Lil Debbie and the Morning After

One of the most valuable lessons I have learned in college is that impulsively saying "yes" to an open party invitation could lead to either one of the best or worst nights ever, and only the morning after could determine that decision.

This Halloween was a true testament to that, and the night began in the same way that it ended -- at The Abbey.

If you've ever been, it's in a bit of a strange spot. The venue rests along Elston Avenue, and its half-lit red marquee is married to veteran street lights that fade into the distance. Hidden in the shadows of nightlife and adolescent chaos, residential homes complete its seemingly cozy air.

The evening is surprisingly quiet. Some of the city's ghosts, ghouls and goblins have found comfort at the bottom of their glasses at Abbey's bar.

Anticipation for the party to begin at the main stage slowly sets in, and a new wave of a casually dressed crowd creeped into the crevices of the nearly empty space.

The doors have just opened, and the drinks have just been poured. Small doses of danger and diversion were garnished on the rims of white plastic cups filled to the brim with the bartenders' favorite cocktails. Those armored with PBRs were enticed by the sound of crushing the can.

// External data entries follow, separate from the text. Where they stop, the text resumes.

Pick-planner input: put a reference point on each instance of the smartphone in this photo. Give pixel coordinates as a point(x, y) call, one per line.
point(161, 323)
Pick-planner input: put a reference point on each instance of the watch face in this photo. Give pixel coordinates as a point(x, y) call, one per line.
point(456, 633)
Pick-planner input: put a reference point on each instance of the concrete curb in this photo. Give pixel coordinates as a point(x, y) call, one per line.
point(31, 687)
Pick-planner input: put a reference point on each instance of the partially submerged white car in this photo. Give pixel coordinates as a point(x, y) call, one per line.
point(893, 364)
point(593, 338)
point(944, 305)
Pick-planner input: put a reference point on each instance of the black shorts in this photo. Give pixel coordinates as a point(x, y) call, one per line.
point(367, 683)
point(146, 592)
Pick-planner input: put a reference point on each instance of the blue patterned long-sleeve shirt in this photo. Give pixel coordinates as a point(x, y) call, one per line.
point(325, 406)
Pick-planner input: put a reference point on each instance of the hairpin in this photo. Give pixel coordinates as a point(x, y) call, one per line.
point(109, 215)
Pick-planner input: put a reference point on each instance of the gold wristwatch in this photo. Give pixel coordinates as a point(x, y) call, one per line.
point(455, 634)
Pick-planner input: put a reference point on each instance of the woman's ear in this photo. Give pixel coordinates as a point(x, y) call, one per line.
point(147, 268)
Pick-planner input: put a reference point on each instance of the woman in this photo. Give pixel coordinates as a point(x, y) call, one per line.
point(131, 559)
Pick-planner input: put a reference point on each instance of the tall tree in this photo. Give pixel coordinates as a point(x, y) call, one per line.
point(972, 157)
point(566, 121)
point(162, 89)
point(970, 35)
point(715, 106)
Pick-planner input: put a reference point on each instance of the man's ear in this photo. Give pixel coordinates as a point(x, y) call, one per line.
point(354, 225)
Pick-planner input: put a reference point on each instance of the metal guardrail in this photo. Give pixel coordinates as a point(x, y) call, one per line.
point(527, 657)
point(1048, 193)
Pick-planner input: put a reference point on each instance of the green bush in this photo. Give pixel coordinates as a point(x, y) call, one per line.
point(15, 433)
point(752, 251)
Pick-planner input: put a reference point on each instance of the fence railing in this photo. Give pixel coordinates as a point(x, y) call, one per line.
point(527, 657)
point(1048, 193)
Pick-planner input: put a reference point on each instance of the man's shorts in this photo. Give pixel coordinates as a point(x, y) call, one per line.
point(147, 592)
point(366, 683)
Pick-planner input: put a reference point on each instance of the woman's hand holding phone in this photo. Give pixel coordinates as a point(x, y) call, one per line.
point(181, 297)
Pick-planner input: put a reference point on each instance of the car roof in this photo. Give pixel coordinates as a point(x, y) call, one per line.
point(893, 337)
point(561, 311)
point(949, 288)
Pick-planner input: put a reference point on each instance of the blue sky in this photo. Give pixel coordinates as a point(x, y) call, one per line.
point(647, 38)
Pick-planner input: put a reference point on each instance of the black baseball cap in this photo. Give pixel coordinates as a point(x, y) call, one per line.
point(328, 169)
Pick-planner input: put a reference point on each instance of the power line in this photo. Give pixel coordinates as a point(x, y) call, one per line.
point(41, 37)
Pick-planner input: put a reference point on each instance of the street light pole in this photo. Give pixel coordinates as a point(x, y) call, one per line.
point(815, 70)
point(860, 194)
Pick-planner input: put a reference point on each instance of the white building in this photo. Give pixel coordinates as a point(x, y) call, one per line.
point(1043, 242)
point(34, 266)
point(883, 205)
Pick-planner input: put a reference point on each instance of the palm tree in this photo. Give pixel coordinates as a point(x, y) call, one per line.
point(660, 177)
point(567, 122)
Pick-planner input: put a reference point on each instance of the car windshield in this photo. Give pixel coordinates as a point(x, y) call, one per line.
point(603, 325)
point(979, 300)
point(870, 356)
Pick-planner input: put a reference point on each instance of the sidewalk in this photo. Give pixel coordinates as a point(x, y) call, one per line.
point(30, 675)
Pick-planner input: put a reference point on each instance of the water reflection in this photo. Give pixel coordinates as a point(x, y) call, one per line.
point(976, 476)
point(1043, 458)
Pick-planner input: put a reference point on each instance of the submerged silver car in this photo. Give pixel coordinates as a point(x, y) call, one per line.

At best, the night was a recreation of scenes from a college party. Glimpses of bare skin reconfigured the rhythm of juking, and the low windowsills collected wallflowers, observers and "the fashionably late" attendees. A select few arrived in outlandish, well-thought-out costumes. A man dressed as restauranteur Guy Fieri snagged a sweet spot at the foot of the stage with one mission in mind: to high-five every performer.

As the minutes clocked into a couple hours, the exceedingly growing audience was given a taste of the Windy City's up-and-coming talent. An exhaustive list of 10 local rappers gave their most devoted fans a fix of their style and lyricism.

Each performer represented a corner of the city, and they were all after creating a milestone with the spotlight. They crafted a short set list comprised of songs that revealed their presence as an artist and a poet, while giving gratitude and sharing center stage with their "day one" crew and exiting with their signature dance moves.

The first of November began to unveil itself, and Lil Debbie stepped onto the stage as if she had just stepped onto the scene of her neighbor's house party. Her carefree, west coast vibe was deeply appreciated by Midwesterners looking to top off their Halloween.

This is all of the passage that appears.